A total of 15 studies (13 case reports and 2 case series) were included in the analysis, comprising 27 patients who developed DILI secondary to DOACs. Rivaroxaban was the most commonly implicated DOAC ( = 20, 74.1%). The mean time to onset of DILI was 40.6 d. The most common symptoms were jaundice ( = 15, 55.6%), malaise ( = 9, 33.3%), and vomiting ( = 9, 33.3%). Laboratory investigations showed elevated liver enzymes and bilirubin levels. Imaging studies and liver biopsies revealed features of acute hepatitis and cholestatic injury. Most patients had a favourable outcome, and only 1 patient (3.7%) died due to liver failure.

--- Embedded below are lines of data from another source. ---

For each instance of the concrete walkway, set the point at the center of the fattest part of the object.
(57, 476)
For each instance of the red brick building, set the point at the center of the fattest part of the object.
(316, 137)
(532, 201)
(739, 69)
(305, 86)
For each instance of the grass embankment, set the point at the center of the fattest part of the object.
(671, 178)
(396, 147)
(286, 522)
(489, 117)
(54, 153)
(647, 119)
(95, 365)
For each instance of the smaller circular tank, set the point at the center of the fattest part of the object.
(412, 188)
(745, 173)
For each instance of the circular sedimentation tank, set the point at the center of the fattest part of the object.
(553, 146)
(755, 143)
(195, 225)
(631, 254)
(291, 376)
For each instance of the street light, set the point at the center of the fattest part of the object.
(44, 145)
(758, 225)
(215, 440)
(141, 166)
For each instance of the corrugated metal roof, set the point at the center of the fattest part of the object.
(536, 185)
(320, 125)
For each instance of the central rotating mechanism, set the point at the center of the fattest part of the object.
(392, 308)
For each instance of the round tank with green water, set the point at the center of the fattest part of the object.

DOACs are increasingly used for various clinical conditions, and DILI secondary to DOACs is a rare but potentially serious complication. Prompt identification and cessation of the offending drug are crucial for the management of DILI. Most patients with DILI secondary to DOACs have a favourable outcome, but a small proportion may progress to liver failure and death. Further research, including post-marketing population-based studies, is needed to better understand the incidence and risk factors for DILI secondary to DOACs.

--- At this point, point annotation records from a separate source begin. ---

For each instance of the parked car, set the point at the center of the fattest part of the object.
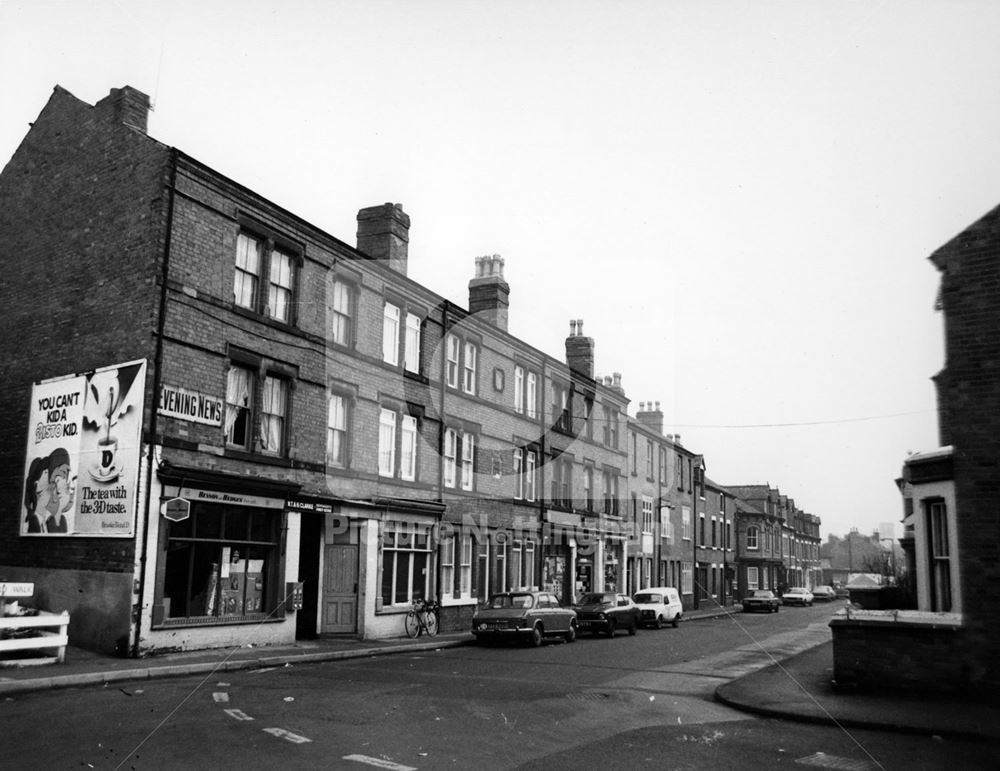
(797, 595)
(528, 616)
(761, 599)
(605, 612)
(658, 605)
(824, 593)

药物性肝损伤(DILI)可由任何处方药引起,是新上市药物撤市的重要原因。直接口服抗凝剂(DOACs)是最近引入并越来越多地用于各种临床情况的非维生素K拮抗剂。一项对29项随机对照试验和152116名患者的荟萃分析报告称,DOACs不会增加DILI的风险。然而,在排除这些研究中已有肝病患者的情况下,预测个体患者发生DILI的风险因素具有挑战性。
通过对近期病例报告和病例系列进行系统评价和荟萃总结,确定继发于DOACs的DILI患者的风险因素和结局。
在多个数据库中进行系统检索,包括PubMed、Science Direct和谷歌学术。检索词包括“急性肝衰竭”或“慢加急性肝衰竭”或“急性化学和药物性肝损伤”或“慢性化学和药物性肝损伤”以及“Xa因子抑制剂”或“达比加群”或“利伐沙班”或“阿哌沙班”或“贝曲沙班”或“依度沙班”或“奥米沙班”。结果筛选出英文发表的关于成年患者的文献。仅纳入报告继发于DOACs的DILI病例的病例报告和病例研究。提取有关人口统计学、合并症、用药史、实验室检查、影像学、组织学、治疗和结局的数据。
分析共纳入15项研究(13例病例报告和2例病例系列),包括27例继发于DOACs的DILI患者。利伐沙班是最常涉及的DOAC(n = 20,74.1%)。DILI的平均发病时间为40.6天。最常见的症状是黄疸(n = 15,55.6%)、不适(n = 9,33.3%)和呕吐(n = 9,33.3%)。实验室检查显示肝酶和胆红素水平升高。影像学研究和肝活检显示急性肝炎和胆汁淤积性损伤的特征。大多数患者预后良好,只有1例患者(3.7%)因肝衰竭死亡。
DOACs越来越多地用于各种临床情况,继发于DOACs的DILI是一种罕见但可能严重的并发症。迅速识别并停用致病药物对于DILI的管理至关重要。大多数继发于DOACs的DILI患者预后良好,但一小部分患者可能进展为肝衰竭和死亡。需要进一步研究,包括上市后基于人群的研究,以更好地了解继发于DOACs的DILI的发病率和风险因素。